The A320 is not just an autopilot exercise. It can be very satisfying to hand-fly on departure, in the visual circuit, or for parts of the approach when conditions and procedures allow. Airbus flight control laws give it a distinctive feel that many simmers enjoy learning.

That combination of smooth automation and pleasant hand-flying is a big reason the type stays popular over the long term.

What makes the A320 different from older airliners?

The biggest difference is design philosophy. Older airliners often feel more mechanical, with heavier emphasis on direct pilot input, traditional control columns and less integrated automation. The A320 feels more like a modern digital cockpit.

Its side-stick controller, electronic flight instruments, flight envelope protections and highly integrated autoflight logic all changed the pilot experience. For simmers, that means learning the Airbus way of thinking, which is not identical to the Boeing way or the older analogue-era way.

That difference is part of the appeal. People do not just want “an airliner”; they want to understand why Airbus aircraft behave the way they do.

Why do beginners often start with the A320 in a flight simulator?

Because it rewards partial learning. You do not need to master every system on day one to enjoy it. A beginner can learn the basic cockpit flow, program a simple route, use managed climb and descent, and complete a realistic flight without needing the depth of a long-haul wide-body.

It also matches the routes many simmers actually have time for. Not everyone wants an eight-hour flight. The A320 is ideal for one- to three-hour sectors that still feel like proper airline operations.

A sensible way to learn the A320 in a simulator

  1. Start with the cockpit layout. Learn where the primary flight displays, autopilot controls, thrust levers, flap lever, landing gear and MCDU are before worrying about advanced procedures.
  2. Fly a short route. Pick a simple city pair with fair weather so you can focus on climb, cruise, descent and approach logic rather than abnormal situations.
  3. Understand Airbus modes. Watch the flight mode annunciations carefully. Knowing whether the aircraft is in managed or selected modes is more important than memorising every page in the computer.
  4. Add proper setup gradually. Once the basic flight is comfortable, move on to performance entries, realistic departures and arrivals, and cold-and-dark starts.
  5. Practise approaches. The A320 becomes much more satisfying once you understand descent planning, speed control and when to intervene manually.

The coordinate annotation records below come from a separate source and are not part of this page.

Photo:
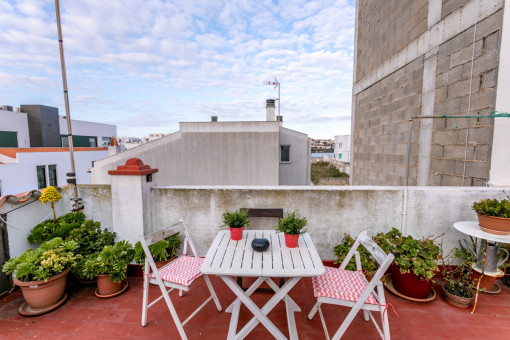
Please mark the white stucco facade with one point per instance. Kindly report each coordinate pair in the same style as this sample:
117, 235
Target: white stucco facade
20, 174
83, 128
343, 148
219, 153
11, 121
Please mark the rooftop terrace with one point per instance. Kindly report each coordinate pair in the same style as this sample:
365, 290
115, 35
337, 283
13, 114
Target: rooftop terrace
85, 316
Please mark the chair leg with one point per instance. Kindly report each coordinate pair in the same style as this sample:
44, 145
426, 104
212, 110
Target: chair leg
313, 310
213, 293
145, 299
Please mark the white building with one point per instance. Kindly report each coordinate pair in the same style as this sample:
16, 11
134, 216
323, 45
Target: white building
33, 148
222, 153
343, 148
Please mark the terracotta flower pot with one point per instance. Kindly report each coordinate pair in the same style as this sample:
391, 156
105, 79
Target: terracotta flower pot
291, 241
457, 301
106, 287
41, 295
409, 284
494, 225
236, 234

Real aviation popularity vs flight simulator popularity

ReasonIn real aviationIn flight simulators
Widespread useHuge airline adoption worldwideEasy to recreate real routes and liveries
Family commonalitySimplifies fleet planning and trainingMakes it easier to move between related Airbus variants
Modern automationReduces workload and supports standard operationsGives simmers realistic airline procedures to learn
Manageable sizeFits short- and medium-haul network needsIdeal for flights that fit a normal evening sim session
Recognisable cockpit philosophyConsistent Airbus design languageCreates a distinct and rewarding learning path

Are all A320 simulations the same?

No, and this catches people out. Some simulations aim for casual accessibility, while others try to reproduce airline procedures, system logic and failures in much greater detail. Two A320s in different simulators can look similar but feel very different once you start using the aircraft properly.

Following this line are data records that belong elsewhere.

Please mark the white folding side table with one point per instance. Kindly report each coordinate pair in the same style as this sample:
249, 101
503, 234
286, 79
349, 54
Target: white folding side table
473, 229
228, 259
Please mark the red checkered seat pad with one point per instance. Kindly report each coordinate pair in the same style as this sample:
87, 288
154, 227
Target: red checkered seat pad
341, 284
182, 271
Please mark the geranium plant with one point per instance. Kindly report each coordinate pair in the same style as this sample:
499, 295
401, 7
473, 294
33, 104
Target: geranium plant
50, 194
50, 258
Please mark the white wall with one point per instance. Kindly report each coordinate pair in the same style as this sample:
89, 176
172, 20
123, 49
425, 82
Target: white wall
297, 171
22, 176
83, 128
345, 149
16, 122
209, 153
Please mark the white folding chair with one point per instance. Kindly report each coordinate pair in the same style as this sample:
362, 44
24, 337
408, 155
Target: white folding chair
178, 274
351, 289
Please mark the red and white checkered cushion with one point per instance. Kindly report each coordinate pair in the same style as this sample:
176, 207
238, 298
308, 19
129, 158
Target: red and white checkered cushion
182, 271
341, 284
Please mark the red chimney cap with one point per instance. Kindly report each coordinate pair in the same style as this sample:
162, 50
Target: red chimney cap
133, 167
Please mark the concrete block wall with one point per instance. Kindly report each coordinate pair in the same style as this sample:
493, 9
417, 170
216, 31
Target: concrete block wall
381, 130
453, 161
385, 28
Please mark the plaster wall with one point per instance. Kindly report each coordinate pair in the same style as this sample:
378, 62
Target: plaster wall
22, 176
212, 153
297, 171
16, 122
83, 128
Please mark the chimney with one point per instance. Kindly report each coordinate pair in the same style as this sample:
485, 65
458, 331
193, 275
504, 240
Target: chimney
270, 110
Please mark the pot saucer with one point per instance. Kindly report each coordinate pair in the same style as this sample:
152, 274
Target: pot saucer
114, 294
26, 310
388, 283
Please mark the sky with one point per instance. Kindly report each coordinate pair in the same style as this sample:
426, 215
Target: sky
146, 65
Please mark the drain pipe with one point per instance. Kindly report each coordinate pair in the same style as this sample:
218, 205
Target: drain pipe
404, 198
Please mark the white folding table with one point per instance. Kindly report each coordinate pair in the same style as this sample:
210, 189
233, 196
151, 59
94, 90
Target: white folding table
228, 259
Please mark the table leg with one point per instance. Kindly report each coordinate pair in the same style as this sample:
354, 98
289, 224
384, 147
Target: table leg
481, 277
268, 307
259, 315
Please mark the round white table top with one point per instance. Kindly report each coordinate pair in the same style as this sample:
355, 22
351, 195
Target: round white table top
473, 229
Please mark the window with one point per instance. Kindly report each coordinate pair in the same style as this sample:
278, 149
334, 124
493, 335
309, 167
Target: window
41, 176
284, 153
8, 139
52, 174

There can also be important differences between an A320ceo and an A320neo simulation, especially in engine behaviour, performance planning, avionics details and airline-specific configuration. If you are learning from one version, do not assume every tutorial or checklist transfers perfectly.

So, why does the A320 endure?

Because it is practical, familiar and interesting without being obscure. Airlines keep using it because it makes commercial sense. Simmers keep flying it because it turns everyday airline operations into something engaging and learnable.

That is the real answer. The A320 is not popular through hype alone. It sits right at the point where real-world usefulness and simulator enjoyment overlap, and very few airliners do that quite as well.